Istanbul Tip Fakultesi Dergisi, cilt.85, sa.3, ss.296-304, 2022 (Scopus) identifier

  • Yayın Türü: Makale / Tam Makale
  • Cilt numarası: 85 Sayı: 3
  • Basım Tarihi: 2022
  • Doi Numarası: 10.26650/iuitfd.1027106
  • Dergi Adı: Istanbul Tip Fakultesi Dergisi
  • Derginin Tarandığı İndeksler: Scopus, TR DİZİN (ULAKBİM)
  • Sayfa Sayıları: ss.296-304
  • Anahtar Kelimeler: blood diseases, hematopoietic stem cell transplantation, HLA, intestinal microbiota
  • Acıbadem Mehmet Ali Aydınlar Üniversitesi Adresli: Hayır

Özet

©PMA.Objective: In our study, we analyzed gut microbiota in allo-HSCT patients and aimed to evaluate the relationship of gut microbiota with transplant complications, mainly GVHD. Materials and Methods: A total of 25 adult recipients and donors who underwent allo-HSCT at Istanbul Anadolu Medical Center were included in the study.
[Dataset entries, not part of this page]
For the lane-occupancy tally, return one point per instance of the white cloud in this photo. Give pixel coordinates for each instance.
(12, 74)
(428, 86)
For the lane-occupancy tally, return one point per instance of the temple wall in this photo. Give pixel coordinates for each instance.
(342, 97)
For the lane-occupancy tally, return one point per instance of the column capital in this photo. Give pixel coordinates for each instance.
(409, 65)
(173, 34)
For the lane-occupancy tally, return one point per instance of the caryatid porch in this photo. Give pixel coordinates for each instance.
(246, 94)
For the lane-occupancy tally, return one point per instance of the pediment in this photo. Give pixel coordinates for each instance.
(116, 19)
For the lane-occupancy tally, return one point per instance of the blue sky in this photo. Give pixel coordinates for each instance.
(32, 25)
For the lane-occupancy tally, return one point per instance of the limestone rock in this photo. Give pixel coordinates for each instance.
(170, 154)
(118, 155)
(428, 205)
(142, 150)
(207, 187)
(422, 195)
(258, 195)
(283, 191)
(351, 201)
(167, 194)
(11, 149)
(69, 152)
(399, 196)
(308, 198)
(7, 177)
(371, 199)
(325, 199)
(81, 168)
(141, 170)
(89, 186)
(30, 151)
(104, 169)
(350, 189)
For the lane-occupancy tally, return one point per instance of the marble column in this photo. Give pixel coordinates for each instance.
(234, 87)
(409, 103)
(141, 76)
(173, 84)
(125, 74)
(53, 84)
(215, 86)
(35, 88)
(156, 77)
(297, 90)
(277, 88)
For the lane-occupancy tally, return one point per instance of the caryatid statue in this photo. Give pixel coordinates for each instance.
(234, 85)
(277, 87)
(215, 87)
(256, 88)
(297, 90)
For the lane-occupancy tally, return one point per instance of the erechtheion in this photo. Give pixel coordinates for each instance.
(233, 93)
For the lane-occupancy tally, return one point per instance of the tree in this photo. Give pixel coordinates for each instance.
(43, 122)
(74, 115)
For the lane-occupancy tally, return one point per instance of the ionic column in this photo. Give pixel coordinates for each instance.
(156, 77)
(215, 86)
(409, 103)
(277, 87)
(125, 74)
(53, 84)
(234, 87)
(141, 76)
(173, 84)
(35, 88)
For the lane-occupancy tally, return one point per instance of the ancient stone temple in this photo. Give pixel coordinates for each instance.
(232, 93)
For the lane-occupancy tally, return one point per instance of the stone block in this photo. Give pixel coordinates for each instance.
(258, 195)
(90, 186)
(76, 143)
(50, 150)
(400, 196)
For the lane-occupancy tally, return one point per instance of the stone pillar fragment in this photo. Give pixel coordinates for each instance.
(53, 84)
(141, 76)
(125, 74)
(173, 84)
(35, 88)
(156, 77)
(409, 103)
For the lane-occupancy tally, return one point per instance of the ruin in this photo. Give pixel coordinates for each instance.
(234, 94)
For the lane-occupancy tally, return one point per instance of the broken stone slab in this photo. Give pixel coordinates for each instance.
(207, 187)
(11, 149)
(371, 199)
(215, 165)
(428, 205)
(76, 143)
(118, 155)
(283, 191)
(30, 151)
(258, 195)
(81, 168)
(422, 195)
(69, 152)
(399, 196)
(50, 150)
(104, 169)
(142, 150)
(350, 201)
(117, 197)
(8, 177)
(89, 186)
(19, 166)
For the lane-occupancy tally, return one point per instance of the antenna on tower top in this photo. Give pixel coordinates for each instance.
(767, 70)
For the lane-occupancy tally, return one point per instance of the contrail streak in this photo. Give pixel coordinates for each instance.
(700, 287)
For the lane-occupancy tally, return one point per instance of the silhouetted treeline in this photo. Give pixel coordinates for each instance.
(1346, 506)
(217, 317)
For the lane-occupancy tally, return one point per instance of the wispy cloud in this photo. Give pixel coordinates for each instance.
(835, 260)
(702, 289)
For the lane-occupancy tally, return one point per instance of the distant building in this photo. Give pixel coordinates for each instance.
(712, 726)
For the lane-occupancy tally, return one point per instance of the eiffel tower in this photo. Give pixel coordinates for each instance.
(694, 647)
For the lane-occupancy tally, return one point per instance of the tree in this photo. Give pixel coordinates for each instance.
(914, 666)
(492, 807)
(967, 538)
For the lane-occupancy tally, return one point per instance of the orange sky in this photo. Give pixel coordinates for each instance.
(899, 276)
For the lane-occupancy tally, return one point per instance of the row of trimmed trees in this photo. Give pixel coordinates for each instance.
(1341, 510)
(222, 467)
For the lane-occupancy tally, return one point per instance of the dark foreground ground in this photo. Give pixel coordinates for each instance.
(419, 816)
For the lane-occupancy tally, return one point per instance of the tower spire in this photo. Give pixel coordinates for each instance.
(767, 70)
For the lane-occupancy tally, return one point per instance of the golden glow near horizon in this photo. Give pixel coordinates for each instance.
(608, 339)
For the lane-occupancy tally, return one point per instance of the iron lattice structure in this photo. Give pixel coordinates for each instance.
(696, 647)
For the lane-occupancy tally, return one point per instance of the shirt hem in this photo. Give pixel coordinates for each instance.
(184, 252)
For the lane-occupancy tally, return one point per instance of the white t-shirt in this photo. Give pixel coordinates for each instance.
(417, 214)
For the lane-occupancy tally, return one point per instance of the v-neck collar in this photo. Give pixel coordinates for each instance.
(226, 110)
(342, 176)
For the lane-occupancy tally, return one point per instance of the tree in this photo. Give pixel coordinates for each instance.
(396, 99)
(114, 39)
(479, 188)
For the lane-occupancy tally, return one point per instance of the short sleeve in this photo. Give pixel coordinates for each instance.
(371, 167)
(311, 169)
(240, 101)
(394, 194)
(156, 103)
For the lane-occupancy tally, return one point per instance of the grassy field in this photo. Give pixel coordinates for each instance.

Stool samples were collected twice, before chemotherapy regimen and after allo-HSCT. Samples were analyzed by High Melting (HRM) Analysis and Next Generation Sequencing (NGS) methods after nucleic acid isolation. Sequencing was done with Illumina MiSeq. Bacteria Silva database was used for taxonomic classification and QIIME 2 programs were used for analysis. Statistical analyses were carried out with the R statistical programming language. Results: Twenty-five allo-HKHN recipients were included in the study. The mean age was 46.24±14.86 years in recipients and 43.40±13.20 years in donors. Gender distribution was M/F: 15/10 in patients and M/F: 17/8 in donors. Recipient and donor sibling HLA match was 10/10. The rate of GVHD associated with Allo-HSCT was 16%, and the relapse rate was 16%. It was observed that the Firmicutes and Proteobacteria phyla changed significantly before and after transplantation. The number of Entereccocus species was found to be higher in patients who developed GVHD and died. The loss of diversity was found to be statistically significant in the pre-transplant and post-engraftment samples of the patients. Conclusion: Gut microbiota diversity may guide the monitoring of GVHD and also may be manipulated for the treatment of GVHD. It is thought that increasing the diversity of commensal bacteria can also positively affect the prognosis of the disease.